The following table summarizes, in thousands, the carrying amount of HTLF's held to maturity debt securities by investment rating as of December 31, 2023 and December 31, 2022, which are updated quarterly and used to monitor the credit quality of the securities:
December 31, 2023December 31, 2022
Rating
AAA$88,550 $79,598 
AA, AA+, AA-583,816 588,354 
A+, A, A-139,658 136,624 
BBB20,133 20,623 
Not Rated6,084 4,204 
Total $838,241 $829,403 
Included in other securities were shares of stock in each Federal Home Loan Bank (the "FHLB") of Des Moines, Dallas and Topeka at an amortized cost of $25.8 million at December 31, 2023 and $12.3 million at December 31, 2022.
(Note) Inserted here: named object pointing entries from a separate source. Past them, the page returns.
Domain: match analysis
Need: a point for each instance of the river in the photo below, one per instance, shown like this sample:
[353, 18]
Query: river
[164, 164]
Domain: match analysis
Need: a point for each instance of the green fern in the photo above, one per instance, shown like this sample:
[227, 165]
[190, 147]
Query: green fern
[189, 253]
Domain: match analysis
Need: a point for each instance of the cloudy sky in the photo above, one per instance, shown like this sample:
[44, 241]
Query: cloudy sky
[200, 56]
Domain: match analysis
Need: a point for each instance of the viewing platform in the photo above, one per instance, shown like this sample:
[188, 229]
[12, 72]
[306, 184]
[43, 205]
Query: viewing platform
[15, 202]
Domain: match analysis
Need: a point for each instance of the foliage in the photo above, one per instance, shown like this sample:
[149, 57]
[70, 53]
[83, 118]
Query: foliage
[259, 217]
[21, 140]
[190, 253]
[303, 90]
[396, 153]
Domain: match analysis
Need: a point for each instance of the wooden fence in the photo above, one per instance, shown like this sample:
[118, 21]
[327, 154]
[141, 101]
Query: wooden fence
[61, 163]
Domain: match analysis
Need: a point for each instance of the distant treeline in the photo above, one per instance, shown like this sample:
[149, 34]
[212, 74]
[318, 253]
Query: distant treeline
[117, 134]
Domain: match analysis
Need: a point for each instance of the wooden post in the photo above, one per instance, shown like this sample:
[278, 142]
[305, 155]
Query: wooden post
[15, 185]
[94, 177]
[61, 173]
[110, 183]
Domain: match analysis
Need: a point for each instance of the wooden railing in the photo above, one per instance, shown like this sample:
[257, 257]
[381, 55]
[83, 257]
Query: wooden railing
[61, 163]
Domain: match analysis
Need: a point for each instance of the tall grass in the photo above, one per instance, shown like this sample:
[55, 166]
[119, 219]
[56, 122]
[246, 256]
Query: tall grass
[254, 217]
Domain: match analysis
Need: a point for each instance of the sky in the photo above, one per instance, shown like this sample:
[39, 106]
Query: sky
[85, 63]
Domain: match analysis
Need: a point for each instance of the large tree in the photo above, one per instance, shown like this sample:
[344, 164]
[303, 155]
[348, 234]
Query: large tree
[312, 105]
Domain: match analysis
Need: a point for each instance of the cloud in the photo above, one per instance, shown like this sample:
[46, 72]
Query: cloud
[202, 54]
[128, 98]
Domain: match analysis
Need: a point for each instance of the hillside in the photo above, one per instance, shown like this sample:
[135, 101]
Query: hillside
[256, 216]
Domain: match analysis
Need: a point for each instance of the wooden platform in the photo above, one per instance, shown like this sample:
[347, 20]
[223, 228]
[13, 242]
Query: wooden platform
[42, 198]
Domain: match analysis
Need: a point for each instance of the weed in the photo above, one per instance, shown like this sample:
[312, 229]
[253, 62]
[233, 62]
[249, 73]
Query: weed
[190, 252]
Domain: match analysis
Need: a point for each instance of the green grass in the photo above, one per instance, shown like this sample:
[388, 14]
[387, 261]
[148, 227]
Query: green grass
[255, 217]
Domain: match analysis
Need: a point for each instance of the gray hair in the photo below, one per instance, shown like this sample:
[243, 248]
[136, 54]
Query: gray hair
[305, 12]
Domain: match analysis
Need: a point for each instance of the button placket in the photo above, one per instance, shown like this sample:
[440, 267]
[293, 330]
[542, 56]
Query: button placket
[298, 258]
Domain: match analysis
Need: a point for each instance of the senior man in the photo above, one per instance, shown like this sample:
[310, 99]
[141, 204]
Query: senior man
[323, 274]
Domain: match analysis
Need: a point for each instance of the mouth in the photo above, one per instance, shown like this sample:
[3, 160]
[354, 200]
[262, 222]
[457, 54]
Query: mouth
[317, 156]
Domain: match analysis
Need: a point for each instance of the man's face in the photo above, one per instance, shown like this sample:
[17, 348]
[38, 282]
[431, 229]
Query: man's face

HTLF Bank is required to maintain FHLB stock as a member of the FHLB. These equity securities are "restricted" in that they can only be sold back to the respective institutions or another member institution at par. Therefore, they are less liquid than other marketable equity securities and their fair value approximates amortized cost. HTLF considers its FHLB stock as a long-term investment that provides access to competitive products and liquidity. HTLF evaluates impairment in these investments based on the ultimate recoverability of the par value and at December 31, 2023, did not consider the investments to be other than temporarily impaired.